O boom tecnológico só foi possível graças ao tripé universidade, empresa e a entidade que faz a ponte entre as duas. Esse entendimento estratégico, essencial a todos os grandes pólos mundiais de TI, ocorreu em Campina Grande há 40 anos. Muito se deve a uma figura lendária na cidade, Lynaldo Cavalcante de Albuquerque, então reitor do campus campinense da Universidade Federal da Paraíba e depois presidente do Conselho Nacional de Desenvolvimento Científico e Tecnológico (CNPq).
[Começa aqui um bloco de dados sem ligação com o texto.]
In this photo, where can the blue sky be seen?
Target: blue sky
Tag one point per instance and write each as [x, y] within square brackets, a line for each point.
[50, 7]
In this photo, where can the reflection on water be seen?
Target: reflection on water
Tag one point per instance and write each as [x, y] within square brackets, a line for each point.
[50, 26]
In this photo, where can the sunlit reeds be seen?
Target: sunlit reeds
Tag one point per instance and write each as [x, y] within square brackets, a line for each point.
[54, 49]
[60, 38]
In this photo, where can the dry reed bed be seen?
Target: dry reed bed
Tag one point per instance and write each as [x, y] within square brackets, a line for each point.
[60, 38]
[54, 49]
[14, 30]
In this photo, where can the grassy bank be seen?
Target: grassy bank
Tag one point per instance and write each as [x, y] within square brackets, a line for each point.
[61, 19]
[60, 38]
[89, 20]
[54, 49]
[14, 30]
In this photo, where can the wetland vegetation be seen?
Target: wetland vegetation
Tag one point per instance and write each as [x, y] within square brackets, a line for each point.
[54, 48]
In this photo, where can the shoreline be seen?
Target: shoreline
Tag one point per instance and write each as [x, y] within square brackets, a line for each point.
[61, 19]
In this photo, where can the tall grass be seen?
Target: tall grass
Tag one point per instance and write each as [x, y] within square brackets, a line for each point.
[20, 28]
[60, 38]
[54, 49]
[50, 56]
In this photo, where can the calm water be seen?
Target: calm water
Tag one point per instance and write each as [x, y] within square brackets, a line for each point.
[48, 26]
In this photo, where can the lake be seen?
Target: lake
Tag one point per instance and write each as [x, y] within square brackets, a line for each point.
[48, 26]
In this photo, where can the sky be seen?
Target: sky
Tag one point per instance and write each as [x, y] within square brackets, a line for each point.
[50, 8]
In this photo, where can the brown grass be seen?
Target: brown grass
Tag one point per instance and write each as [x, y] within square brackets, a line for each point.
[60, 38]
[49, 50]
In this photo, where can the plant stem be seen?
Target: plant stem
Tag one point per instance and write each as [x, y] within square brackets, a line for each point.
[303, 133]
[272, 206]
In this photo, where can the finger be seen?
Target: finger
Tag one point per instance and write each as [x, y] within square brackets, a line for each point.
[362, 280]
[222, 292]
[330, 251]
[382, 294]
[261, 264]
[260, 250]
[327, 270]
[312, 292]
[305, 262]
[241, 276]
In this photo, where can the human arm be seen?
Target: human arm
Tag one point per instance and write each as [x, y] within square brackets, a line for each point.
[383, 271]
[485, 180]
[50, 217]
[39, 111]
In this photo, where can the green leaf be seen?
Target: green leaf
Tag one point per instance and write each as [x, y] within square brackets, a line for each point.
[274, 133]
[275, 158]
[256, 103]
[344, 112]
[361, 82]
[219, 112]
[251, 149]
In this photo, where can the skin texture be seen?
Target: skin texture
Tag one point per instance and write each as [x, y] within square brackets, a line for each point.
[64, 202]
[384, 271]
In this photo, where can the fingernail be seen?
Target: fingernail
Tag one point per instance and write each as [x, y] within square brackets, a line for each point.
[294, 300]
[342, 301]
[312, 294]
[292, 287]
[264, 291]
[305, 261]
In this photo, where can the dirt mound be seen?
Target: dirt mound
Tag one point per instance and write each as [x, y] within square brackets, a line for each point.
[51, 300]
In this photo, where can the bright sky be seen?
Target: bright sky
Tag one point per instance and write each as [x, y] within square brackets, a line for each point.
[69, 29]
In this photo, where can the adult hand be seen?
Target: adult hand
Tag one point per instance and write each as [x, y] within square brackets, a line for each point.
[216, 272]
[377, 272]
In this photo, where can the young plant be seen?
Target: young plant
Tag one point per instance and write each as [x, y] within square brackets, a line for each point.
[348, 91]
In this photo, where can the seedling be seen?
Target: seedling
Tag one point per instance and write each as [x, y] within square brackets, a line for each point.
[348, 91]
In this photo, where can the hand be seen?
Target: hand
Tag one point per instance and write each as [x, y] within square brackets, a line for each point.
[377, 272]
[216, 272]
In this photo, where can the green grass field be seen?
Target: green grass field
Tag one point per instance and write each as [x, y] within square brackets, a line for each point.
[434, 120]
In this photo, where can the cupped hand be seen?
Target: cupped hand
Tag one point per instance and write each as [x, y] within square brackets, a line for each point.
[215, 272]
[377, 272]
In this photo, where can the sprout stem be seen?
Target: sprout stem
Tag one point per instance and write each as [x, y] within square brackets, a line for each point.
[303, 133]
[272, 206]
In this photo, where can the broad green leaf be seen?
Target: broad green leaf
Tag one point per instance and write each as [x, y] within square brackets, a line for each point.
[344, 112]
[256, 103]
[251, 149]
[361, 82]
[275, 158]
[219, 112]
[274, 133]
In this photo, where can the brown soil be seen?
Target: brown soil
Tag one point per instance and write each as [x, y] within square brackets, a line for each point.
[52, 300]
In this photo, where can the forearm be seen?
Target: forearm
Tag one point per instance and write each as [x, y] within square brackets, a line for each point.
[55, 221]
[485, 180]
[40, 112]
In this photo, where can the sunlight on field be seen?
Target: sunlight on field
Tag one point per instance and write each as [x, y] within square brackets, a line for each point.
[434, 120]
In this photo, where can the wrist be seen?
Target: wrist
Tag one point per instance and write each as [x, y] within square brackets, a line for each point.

"A grande contribuição dele foi atrair cabeças, fazer parcerias com pessoas de universidades do exterior", afirma José Clóvis Vidal, um simpático pernambucano de Guaranhuns que hoje dirige a Apel, outra gigante paraibana de TI.

Foram 13 anos de um período de ouro. Entre 1973 e 1986, a universidade campinense cresceu com intercâmbios de mestrandos e doutorandos indianos, russos, alemães e franceses. E mandou os seus alunos para fora - um luxo para muitos estudantes brasileiros nos anos de chumbo da ditadura.

Os pesquisadores da UFCG estão entre os poucos do Brasil a se debruçar sobre a computação quântica e tornaram-se referência na chamada "computação em nuvem", uma das áreas mais quentes e promissoras da tecnologia.

A universidade, como se vê, foi a espinha dorsal para a transformação de uma economia baseada fortemente em serviços e na indústria para a de tecnologia de ponta. O pólo já responde por 20% da economia do município e projeta um salário médio da população para R$ 2,9 mil, o dobro da região.

Mas foi nessa época também que surgiu a Fundação Parque Tecnológico da Paraíba (PaqTcPB), o elo entre a sala de aula e a empresa. Com um conselho robusto de empresários, políticos e acadêmicos, a entidade atingiu uma ampla capilaridade, o que lhe permite funcionar como um "capitão que faz todos remarem para o mesmo lado", nas palavras de Moura, da Light. Cerca de 70 empresas já foram beneficiadas por suas incubadoras, aumentando a taxa de sobrevivência das empresas novatas.

"Houve uma alavancagem muito grande com a criação do parque", afirma Francilene Procópio Garcia, diretora de entidade, ainda que ela trabalhe com o orçamento enxuto, de apenas R$ 3 milhões em 2008. Francilene garante: "Raras são as empresas de tecnologia que fecham as portas no Estado".

A alta concentração de cérebros também foi impulsionada por um pacote de incentivos fiscais. Pesou a recente medida do governo federal que reduziu à metade os impostos sobre exportações de TI. Antes disso, a prefeitura já tinha se encarregado de baixar uma lei reduzindo o ISS para softwares, de 5% para 2,5%. E o Estado, por fim, concedeu um desconto no ICMS para o setor - 100% para microempresas e 50% para as demais.

Nas últimas quatro décadas, Campina Grande ganhou 12 universidades, tendo a UFCG 70% das matrículas nos cursos de Ciência da Computação e Engenharia Elétrica. Na maturidade da quinta geração, o pólo faturou R$ 150 milhões em 2006, o equivalente a 5,5% do PIB local no mesmo ano.

A vocação para o desenvolvimento tecnológico deve estar no DNA campinense. A cidade do forró e da carne de sol foi precursora nos cursos de Ciência da Computação e Engenharia Eletrônica, e a primeira também a ter computador em sala de aula na região. Hoje, praticamente tudo o que o pólo de TI produz vai para o exterior com a chancela "Made in Brazil".